Ex-Präsident trifft Rockstar: Im Spotify-Podcast reden Barack Obama und Bruce Springsteen über ihre Vorstellungen von Amerika.

Stuttgart - Zwei Ikonen, eine des weißen und eine des schwarzen Amerika, treffen sich zum Gespräch: Bruce Springsteen und Barack Obama. Der Singer/Songwriter Springsteen ist ein Sprachrohr der kleinen Leute, die sich so oft überhört fühlen, Obama der lebende Beweis dafür, dass der schwarze Sohn einer Alleinerziehenden es zum Juristen und US-Präsidenten bringen kann.

„Renegades: Born in the USA“ heißt das Format, es ist Teil der jüngsten Podcast-Offensive des Streaming-Dienstes Spotify.
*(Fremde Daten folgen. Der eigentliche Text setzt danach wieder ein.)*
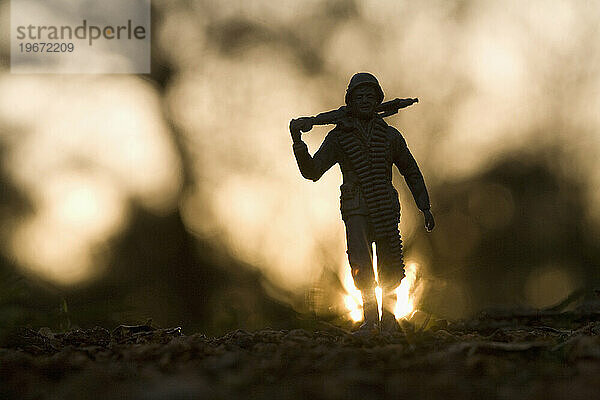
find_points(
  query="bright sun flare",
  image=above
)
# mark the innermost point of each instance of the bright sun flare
(404, 293)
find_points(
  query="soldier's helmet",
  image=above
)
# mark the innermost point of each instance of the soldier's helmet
(363, 78)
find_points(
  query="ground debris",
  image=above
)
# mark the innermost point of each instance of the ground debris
(524, 355)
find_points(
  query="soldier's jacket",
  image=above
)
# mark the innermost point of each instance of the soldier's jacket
(352, 201)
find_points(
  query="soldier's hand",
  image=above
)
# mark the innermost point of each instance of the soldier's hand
(299, 125)
(429, 221)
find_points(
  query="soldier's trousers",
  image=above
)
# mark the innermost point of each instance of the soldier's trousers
(359, 239)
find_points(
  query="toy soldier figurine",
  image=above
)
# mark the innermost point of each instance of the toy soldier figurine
(365, 147)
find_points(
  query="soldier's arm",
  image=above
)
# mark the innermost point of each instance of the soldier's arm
(314, 167)
(408, 167)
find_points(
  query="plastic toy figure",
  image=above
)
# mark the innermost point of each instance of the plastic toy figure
(365, 147)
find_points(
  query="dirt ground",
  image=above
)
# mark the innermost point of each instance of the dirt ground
(501, 355)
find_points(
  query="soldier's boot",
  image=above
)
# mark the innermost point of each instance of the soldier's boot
(388, 319)
(370, 312)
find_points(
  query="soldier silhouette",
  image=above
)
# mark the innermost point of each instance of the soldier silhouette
(365, 147)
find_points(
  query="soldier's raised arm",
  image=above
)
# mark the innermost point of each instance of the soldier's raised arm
(312, 167)
(407, 165)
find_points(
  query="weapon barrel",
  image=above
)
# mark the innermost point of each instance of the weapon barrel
(385, 109)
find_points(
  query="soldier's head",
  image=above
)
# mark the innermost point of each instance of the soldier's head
(363, 95)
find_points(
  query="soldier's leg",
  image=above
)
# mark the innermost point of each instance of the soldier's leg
(390, 272)
(360, 254)
(360, 257)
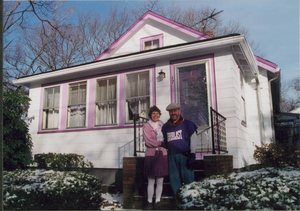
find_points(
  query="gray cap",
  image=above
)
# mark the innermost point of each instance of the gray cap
(173, 106)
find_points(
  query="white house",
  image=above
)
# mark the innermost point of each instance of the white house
(85, 109)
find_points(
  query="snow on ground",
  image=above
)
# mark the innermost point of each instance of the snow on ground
(112, 201)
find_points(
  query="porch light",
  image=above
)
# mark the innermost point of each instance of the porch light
(162, 75)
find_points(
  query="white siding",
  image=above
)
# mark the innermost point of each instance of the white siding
(150, 28)
(240, 139)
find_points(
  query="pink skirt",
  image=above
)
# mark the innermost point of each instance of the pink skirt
(156, 166)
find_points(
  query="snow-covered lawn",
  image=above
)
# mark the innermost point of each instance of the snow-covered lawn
(268, 189)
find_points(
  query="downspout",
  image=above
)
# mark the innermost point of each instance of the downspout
(259, 106)
(271, 100)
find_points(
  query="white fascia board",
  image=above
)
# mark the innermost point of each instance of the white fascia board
(250, 57)
(214, 43)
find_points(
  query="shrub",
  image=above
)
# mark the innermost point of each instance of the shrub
(17, 143)
(264, 189)
(276, 155)
(50, 190)
(62, 162)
Im Trailer auf Youtube sitzen die beiden in Springsteens Wohnzimmerstudio mit Mikrofonen und Instrumenten. „Er ist eine Rock’n’Roll-Ikone – und ich bin nicht so cool“, kokettiert der Altpräsident, der in seiner Amtszeit näher am Popstar-Status war als jeder seiner Vorgänger.
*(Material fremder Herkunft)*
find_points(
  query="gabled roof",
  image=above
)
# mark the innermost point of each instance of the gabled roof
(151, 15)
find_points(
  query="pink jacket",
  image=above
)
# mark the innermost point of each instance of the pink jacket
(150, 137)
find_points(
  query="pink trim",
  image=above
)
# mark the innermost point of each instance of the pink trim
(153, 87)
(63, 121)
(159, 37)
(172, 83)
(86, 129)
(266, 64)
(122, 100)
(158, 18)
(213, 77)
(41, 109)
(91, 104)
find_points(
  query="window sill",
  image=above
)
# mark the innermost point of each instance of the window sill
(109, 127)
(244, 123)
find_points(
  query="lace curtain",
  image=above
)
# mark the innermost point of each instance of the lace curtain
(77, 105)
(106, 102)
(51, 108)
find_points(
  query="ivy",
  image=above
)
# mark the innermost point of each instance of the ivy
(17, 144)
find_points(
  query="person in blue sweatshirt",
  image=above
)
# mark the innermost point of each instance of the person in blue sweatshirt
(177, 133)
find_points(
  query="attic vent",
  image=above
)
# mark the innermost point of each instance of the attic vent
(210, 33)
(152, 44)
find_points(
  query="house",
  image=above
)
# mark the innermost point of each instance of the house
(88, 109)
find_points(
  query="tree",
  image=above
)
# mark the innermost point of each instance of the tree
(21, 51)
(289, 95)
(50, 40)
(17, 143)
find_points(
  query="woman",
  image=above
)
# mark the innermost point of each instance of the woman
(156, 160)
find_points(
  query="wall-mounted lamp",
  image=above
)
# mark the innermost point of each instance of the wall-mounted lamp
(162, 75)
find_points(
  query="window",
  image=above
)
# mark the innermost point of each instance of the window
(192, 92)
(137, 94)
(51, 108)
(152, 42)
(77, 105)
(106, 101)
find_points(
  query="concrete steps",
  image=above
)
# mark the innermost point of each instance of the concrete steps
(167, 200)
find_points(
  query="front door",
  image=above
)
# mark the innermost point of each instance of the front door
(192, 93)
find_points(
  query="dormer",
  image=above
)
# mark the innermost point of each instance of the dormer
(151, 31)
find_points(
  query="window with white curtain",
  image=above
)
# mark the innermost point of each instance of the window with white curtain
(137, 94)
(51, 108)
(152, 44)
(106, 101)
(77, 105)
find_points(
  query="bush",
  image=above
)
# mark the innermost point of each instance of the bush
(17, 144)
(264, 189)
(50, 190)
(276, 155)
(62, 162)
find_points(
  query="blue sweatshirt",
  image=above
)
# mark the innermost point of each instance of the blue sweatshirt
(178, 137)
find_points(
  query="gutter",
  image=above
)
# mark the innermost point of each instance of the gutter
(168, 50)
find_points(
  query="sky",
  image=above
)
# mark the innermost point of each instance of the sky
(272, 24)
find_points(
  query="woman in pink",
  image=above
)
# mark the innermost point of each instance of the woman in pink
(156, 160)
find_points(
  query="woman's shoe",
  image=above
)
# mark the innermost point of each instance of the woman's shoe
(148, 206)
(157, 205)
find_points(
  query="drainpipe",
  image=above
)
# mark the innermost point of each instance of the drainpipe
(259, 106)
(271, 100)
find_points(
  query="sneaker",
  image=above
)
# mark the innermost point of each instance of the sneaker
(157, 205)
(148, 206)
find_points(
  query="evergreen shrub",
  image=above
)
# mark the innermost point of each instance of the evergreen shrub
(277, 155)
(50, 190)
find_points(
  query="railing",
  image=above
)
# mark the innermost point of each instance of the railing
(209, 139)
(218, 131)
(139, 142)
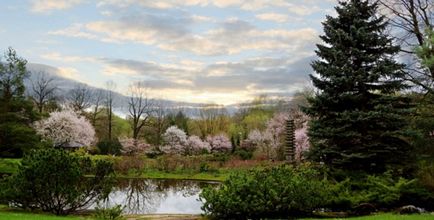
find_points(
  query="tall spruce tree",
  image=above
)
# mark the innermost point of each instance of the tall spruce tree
(16, 111)
(357, 116)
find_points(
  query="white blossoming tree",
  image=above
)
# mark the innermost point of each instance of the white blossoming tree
(66, 129)
(219, 143)
(131, 146)
(196, 145)
(176, 141)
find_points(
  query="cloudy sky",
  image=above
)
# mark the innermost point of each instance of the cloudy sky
(204, 51)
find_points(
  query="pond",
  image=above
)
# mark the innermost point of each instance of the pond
(151, 196)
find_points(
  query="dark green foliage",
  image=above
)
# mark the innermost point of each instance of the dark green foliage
(54, 180)
(112, 147)
(16, 111)
(244, 154)
(384, 192)
(426, 52)
(278, 192)
(357, 118)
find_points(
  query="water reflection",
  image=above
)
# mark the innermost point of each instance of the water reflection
(146, 196)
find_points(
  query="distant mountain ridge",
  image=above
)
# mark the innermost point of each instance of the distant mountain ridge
(65, 85)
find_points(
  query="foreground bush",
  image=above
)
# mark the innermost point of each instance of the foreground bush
(54, 180)
(384, 192)
(277, 192)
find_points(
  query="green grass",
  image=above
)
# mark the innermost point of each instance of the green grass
(9, 165)
(154, 174)
(9, 215)
(390, 216)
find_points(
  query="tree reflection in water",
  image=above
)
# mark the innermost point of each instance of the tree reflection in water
(143, 196)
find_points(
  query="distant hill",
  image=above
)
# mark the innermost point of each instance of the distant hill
(65, 85)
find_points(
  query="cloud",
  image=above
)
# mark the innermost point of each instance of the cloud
(303, 10)
(273, 17)
(251, 77)
(44, 6)
(173, 33)
(54, 56)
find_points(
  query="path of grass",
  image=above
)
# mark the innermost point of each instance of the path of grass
(11, 166)
(389, 216)
(9, 215)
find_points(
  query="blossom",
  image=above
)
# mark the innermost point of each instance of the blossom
(66, 129)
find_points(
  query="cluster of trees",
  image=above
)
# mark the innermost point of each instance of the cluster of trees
(36, 116)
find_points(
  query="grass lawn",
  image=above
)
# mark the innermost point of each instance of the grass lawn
(7, 215)
(390, 216)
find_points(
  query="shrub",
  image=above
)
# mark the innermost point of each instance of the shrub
(112, 147)
(244, 154)
(54, 180)
(277, 192)
(382, 191)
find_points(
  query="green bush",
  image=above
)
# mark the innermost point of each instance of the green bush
(54, 180)
(277, 192)
(112, 147)
(384, 191)
(114, 213)
(244, 154)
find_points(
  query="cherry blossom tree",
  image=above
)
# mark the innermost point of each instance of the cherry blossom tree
(175, 139)
(197, 145)
(219, 143)
(301, 142)
(131, 146)
(66, 129)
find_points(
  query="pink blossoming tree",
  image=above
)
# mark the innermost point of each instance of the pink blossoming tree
(66, 129)
(219, 143)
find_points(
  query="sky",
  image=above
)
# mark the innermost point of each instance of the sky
(200, 51)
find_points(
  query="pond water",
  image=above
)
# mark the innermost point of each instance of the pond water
(150, 196)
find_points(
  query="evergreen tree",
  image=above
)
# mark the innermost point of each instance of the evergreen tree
(357, 116)
(16, 111)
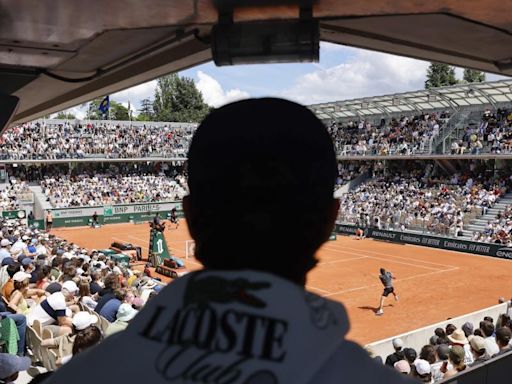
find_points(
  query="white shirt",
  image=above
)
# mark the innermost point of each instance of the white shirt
(56, 300)
(490, 346)
(254, 327)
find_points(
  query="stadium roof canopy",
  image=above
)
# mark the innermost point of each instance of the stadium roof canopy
(444, 98)
(55, 54)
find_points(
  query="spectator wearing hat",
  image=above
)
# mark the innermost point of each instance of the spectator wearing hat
(487, 329)
(456, 357)
(422, 371)
(403, 367)
(503, 336)
(442, 337)
(442, 356)
(8, 287)
(111, 283)
(477, 344)
(10, 366)
(22, 293)
(109, 310)
(410, 355)
(84, 293)
(64, 343)
(53, 311)
(397, 355)
(125, 314)
(428, 353)
(458, 337)
(4, 250)
(94, 286)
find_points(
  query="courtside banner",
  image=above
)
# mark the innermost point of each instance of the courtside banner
(115, 209)
(112, 214)
(451, 244)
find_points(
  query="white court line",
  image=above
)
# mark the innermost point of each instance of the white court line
(317, 289)
(398, 257)
(342, 260)
(389, 260)
(146, 248)
(397, 280)
(124, 241)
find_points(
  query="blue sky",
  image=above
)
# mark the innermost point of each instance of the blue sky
(342, 73)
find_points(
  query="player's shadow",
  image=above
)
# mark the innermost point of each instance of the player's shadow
(373, 309)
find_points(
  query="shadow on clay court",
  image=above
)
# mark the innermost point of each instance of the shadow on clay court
(373, 309)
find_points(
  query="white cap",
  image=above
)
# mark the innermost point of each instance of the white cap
(422, 367)
(126, 312)
(83, 319)
(70, 286)
(67, 255)
(398, 343)
(21, 276)
(5, 243)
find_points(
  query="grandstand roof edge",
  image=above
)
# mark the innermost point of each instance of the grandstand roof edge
(408, 98)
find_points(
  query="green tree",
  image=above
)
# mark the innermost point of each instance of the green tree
(439, 75)
(117, 111)
(62, 115)
(473, 76)
(146, 110)
(178, 99)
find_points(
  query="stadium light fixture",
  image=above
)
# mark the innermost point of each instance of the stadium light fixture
(276, 41)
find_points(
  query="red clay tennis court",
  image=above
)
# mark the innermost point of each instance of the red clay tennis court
(433, 284)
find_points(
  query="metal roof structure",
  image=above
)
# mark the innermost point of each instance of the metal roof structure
(444, 98)
(58, 54)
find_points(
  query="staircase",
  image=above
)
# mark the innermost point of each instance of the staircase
(456, 121)
(480, 222)
(41, 205)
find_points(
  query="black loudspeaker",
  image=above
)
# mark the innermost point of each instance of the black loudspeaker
(8, 106)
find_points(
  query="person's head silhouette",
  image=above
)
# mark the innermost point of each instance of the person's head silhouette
(261, 179)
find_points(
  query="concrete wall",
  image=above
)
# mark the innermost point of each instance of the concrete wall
(418, 338)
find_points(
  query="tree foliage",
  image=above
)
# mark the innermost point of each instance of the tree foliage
(473, 76)
(146, 110)
(62, 115)
(178, 99)
(117, 111)
(439, 75)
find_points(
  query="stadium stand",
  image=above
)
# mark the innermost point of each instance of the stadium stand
(418, 196)
(75, 140)
(29, 286)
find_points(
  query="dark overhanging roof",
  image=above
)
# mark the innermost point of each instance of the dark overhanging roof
(119, 44)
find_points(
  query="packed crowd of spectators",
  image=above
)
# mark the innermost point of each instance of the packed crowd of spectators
(74, 296)
(13, 195)
(413, 198)
(348, 171)
(96, 189)
(72, 140)
(493, 134)
(453, 350)
(404, 136)
(499, 230)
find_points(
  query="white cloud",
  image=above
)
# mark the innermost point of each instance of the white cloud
(212, 91)
(134, 95)
(365, 73)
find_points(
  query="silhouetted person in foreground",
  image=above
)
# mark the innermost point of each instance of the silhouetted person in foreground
(261, 179)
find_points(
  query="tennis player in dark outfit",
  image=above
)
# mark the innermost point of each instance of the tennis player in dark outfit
(386, 279)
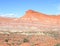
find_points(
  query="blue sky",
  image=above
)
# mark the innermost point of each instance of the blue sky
(17, 8)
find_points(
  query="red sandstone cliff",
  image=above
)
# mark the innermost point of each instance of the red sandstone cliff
(32, 20)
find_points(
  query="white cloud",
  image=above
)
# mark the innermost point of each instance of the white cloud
(8, 15)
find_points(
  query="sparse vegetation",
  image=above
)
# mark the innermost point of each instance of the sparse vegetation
(25, 40)
(57, 45)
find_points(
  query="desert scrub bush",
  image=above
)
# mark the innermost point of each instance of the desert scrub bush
(57, 45)
(25, 40)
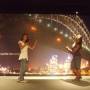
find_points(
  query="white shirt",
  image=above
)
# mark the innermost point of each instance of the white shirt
(24, 51)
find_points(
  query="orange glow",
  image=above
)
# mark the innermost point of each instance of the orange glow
(34, 29)
(58, 39)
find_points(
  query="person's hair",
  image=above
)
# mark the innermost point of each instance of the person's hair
(23, 36)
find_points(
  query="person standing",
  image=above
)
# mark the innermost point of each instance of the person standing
(24, 45)
(76, 61)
Einblicke in Familiengeschichten

Was die Männer aus sehr unterschiedlichen Sphären verbindet? „Wir haben beide unsere individuelle Suche nach Sinn, Wahrheit und Gemeinschaft verknüpft mit der größeren Geschichte von Amerika“, sagt staatstragend Obama – und Springsteen, auch „der Boss“ genannt, überlässt dem Elder Statesman die Gesprächsführung. Der Trailer gibt Einblicke in beider Kindheit und Jugend, die der eine in einer Kleinstadt in New Jersey erlebt hat und der andere auf Hawaii.

Die Gespräche drehen sich um alle Bereiche des Lebens, um Familie, Rassismus, die Zukunft Amerikas. Einen Vorgeschmack gibt bereits der Trailer: „Mein Vater hat sich für seine Familie geschämt“, sagt Springsteen. „Das war mein männliches Vorbild, damit musste ich umgehen.“ Obama schließt an: „Mein Vater hat uns verlassen, als ich zwei war. Ich habe ihn erst mit zehn kennengelernt, als er zu Besuch kam. Da habe ich keine Möglichkeit gefunden, eine Verbindung zu ihm aufzubauen. Er war nur ein Fremder, der plötzlich bei uns aufgetaucht ist.“

Die beiden können zur Versöhnung beitragen

Um die „amerikanische Idee“ gehe s ihnen, sagt Obama, und meint: Das große Freiheits- und Glücksversprechen, das die USA lange zum Sehnsuchtsort für Menschen in aller Welt gemacht hat, ehe vier Jahre der Demagogie und der Lügen es arg ramponiert haben. Springsteen und Obama treten nun an, es zu reparieren. Mit ihrer Freundschaft über gesellschaftliche Grenzen hinweg ist ihnen zuzutrauen, das sie beitragen können zur Heilung der gespaltenen Nation, die der neue US-Präsident Joe Biden unablässig beschwört.